Of course, that would lose the advantage of losing specific context when talking. Which could make it harder to slight of mind yourself into cultural shifts. But who knows: perhaps the reduced cost of making a decision opens up incremental culture shift options that don’t require even the small acts of faith involved in setting a new habit that you don’t yet live and trying to live up to it.
Don’t use code review to drive change
Back to the original topic, CR is a bad way to drive change. Heck, driving change is a bad idea in and of itself, but that’s a topic for another entry.
CR is a great way to help a team establish a habit that they have already decided to establish—assuming that habit is visible in the code. Pairing is better, but CR can serve some benefit if used correctly. And, of course, all of this applies when you are pairing too.
The hard part, of course, is changing your own habits around how to give a code review. How could your team support yourselves in that?
Good post, Arlo!
I’m in the process of starting to have a team do code reviews and pair programming as part of their daily development work, and you’ve given me something to think about. Especially the things you say about habit forming and celebrating successes are really aligned with my own goals with the team. Keep up the good work!
Regards, Ted
I just noticed a special case of the code reviews problem:
If the code change is complex, the author will always be proud of their accomplishment.They worked hard to solve a difficult problem. Telling them their solution sucks will hurt.

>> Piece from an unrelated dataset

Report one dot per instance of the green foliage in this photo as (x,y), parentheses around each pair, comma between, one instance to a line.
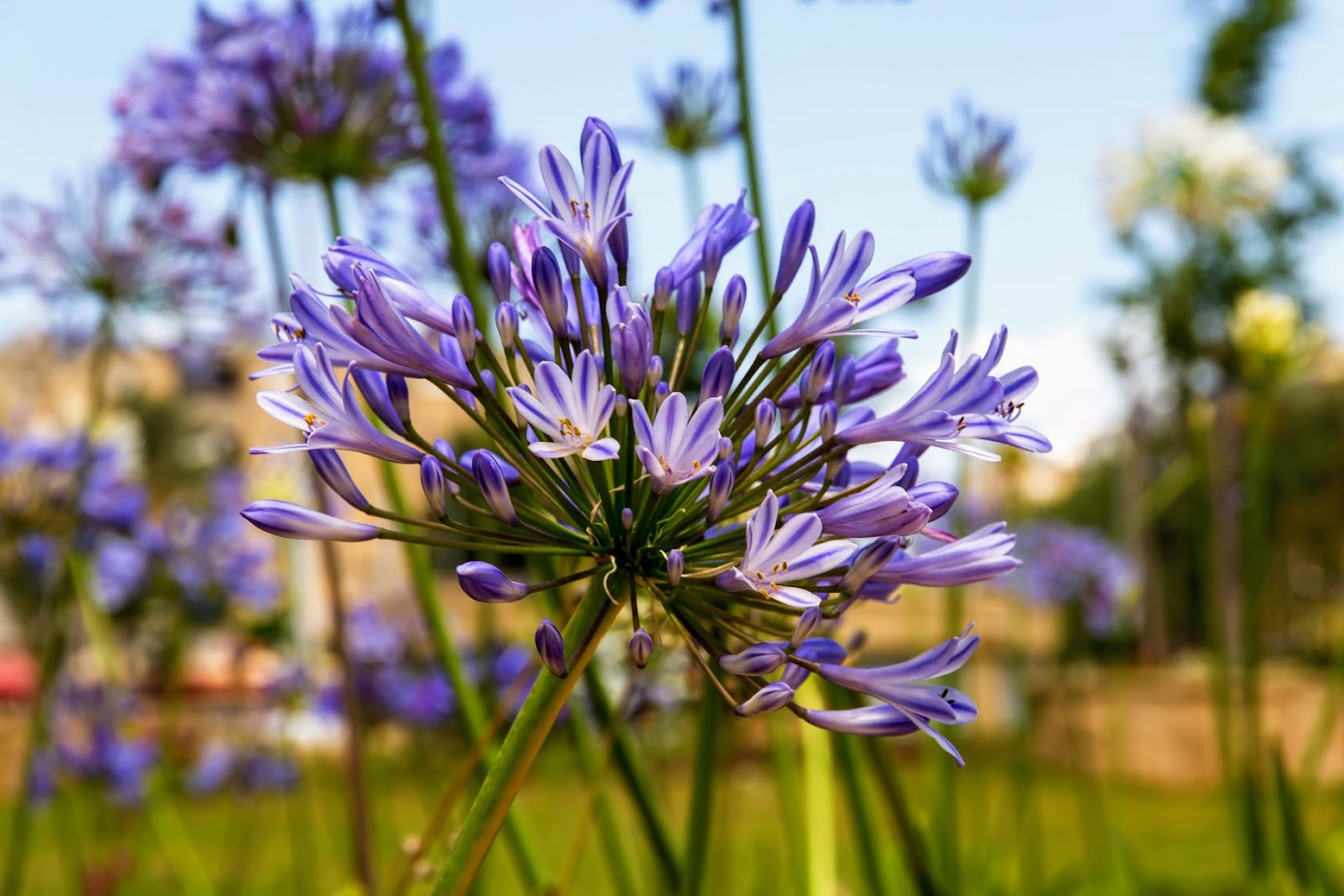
(1238,56)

And telling them it sucks because it is complex will hurt even more. Good point.
Insightful as usual.
I've never been happy with the psychology of code reviews. You have – in most groups – spent a day or so on a task, and now, in your mind, you have completed it.

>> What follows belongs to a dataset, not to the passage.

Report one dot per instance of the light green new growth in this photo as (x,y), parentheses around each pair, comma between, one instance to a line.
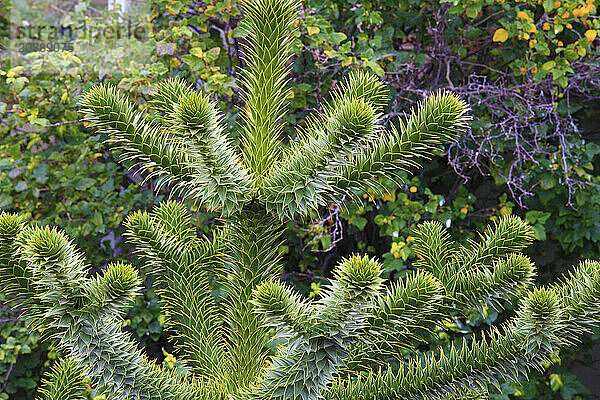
(361,338)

You get one of three kinds of feedback:
1) It's fine (or minor changes). You feel good.
2) Moderate changes required. You missed something, and you feel that you shouldn't have missed it. Your sense of accomplishment goes away; you have rework to do.
3) Major changes required. Usually happens when you don't understand something (how to write code for a section, what a good design would be, etc. ) This is really the worst kind of negative feedback, the kind that can hit you in the stomach. You *MESSED UP*, now you have to fix your mess, which is going to push you out past your estimate. Etc. Etc.
As a reviewer, there are good and bad ways to write feedback, but there is no great way to give the feedback for #3; you cannot nicely say, "you went totally in the wrong directly on this, and you should revert your changes and start over" without it being an attack on their competence. And it being semi-public just makes it worse.
Oh, and there's another factor going on; if you are a "scheduled" team – and by that I mean you have features/stories assigned to you to complete, if somebody needs to rework their code because of a #3 review, it shows up to management.
Which makes people defensive, and reinforces they "not great but at least it kindof works" standard.
Throw all of this together, and code review mostly becomes a way to check the things that are easy to check (naming conventions & other style stuff), a way to catch some slightly deeper things (did you remember to write tests or handle a null case here?), and a poor way to catch big design or architectural issues.
It can also lead to teams that are really focused on minutae.